[Top][All Lists]
[Date Prev][Date Next][Thread Prev][Thread Next][Date Index][Thread Index]
Re: [Gnu-arch-users] Re: How does arch/tla handle encodings?
From: |
Marcus Sundman |
Subject: |
Re: [Gnu-arch-users] Re: How does arch/tla handle encodings? |
Date: |
Sat, 28 Aug 2004 01:56:20 +0300 |
User-agent: |
KMail/1.7 |
> >> > An editor cannot possibly know which encoding a file has.
> >>
> >> Looks like you began with an empirically false statement. Mine does.
> >
> > You are kidding, right?
>
> Go read the definition of "empirically".
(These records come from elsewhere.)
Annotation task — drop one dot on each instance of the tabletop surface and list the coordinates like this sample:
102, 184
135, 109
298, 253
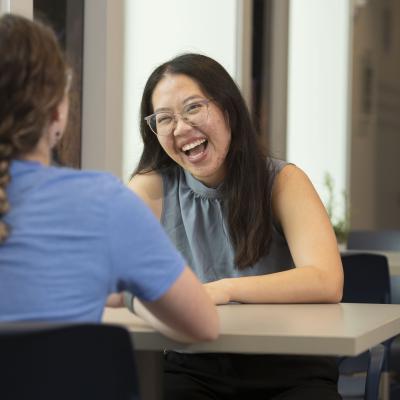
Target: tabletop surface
314, 329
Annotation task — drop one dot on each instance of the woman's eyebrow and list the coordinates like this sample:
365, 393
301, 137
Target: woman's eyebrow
190, 98
187, 100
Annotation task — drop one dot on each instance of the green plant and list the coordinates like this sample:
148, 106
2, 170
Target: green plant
341, 224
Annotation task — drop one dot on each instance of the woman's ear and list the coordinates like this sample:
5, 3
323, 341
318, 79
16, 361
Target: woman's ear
58, 121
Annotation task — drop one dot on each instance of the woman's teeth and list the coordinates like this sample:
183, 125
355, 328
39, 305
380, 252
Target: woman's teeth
192, 145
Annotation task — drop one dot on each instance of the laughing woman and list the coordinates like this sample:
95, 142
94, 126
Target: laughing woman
252, 227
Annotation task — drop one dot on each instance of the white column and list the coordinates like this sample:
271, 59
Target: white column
319, 88
102, 138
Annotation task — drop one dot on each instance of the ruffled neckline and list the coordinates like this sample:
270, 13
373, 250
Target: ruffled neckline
200, 189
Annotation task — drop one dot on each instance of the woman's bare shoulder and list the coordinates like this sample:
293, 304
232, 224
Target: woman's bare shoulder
149, 187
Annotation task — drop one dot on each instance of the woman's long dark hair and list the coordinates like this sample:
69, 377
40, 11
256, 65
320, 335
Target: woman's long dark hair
32, 84
246, 185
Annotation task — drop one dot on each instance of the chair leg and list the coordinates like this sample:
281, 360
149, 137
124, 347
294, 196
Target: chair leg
384, 387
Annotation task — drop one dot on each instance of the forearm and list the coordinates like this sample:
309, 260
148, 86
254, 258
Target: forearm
299, 285
141, 311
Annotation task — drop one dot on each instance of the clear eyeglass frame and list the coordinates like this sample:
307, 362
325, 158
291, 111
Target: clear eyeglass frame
184, 115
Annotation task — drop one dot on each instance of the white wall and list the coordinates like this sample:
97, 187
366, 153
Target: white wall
21, 7
318, 88
157, 30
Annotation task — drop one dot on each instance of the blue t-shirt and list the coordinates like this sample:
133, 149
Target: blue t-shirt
75, 238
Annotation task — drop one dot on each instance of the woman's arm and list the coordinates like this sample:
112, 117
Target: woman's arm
318, 276
185, 313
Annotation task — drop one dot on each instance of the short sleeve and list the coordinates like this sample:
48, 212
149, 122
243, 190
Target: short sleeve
143, 259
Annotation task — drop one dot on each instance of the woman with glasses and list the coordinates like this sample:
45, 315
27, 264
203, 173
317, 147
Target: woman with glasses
70, 238
252, 227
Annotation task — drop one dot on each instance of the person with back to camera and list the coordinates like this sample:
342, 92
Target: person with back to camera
70, 238
252, 227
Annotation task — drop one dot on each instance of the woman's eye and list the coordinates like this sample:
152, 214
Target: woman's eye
193, 108
163, 119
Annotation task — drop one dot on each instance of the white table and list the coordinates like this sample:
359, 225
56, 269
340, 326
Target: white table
308, 329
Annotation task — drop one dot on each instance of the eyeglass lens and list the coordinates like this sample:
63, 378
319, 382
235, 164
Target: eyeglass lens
163, 123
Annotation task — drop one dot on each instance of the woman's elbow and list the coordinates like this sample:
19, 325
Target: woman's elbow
334, 289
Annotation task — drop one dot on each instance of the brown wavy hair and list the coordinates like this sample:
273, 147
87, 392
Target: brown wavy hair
246, 188
32, 84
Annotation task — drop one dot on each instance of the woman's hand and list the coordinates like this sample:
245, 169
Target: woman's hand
218, 291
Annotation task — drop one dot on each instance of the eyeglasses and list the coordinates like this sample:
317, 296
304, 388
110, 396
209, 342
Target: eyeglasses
162, 123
I know the definition of the term quite well. However, it doesn't matter
whether or not some editor happened to guess the right encoding. It still
doesn't _know_ that it's the correct one. It can't know which encoding the
file has unless someone tells it to the editor.
Now, you may argue that this isn't a big problem, since such guesses are
correct more often than not. Or that incorrect guesses aren't really that
important. However, if this can be fixed easily, then why on earth would
you not? I just can't believe the mentality of you people.
> Of course, in theory it's all a really serious problem.
> In practice, it's a very minor problem which bites raely and when it does
> it's usually obvious and easy to fix.
No, it's not a minor problem. No, it's most certainly not obvious. And it
can be quite tedious to fix. Have you only worked with source code with
english comments? Or perhaps only with teams where all members are using
very similar setups? Well, many haven't.
If you haven't had this kind of problems then good for you. I have. A lot.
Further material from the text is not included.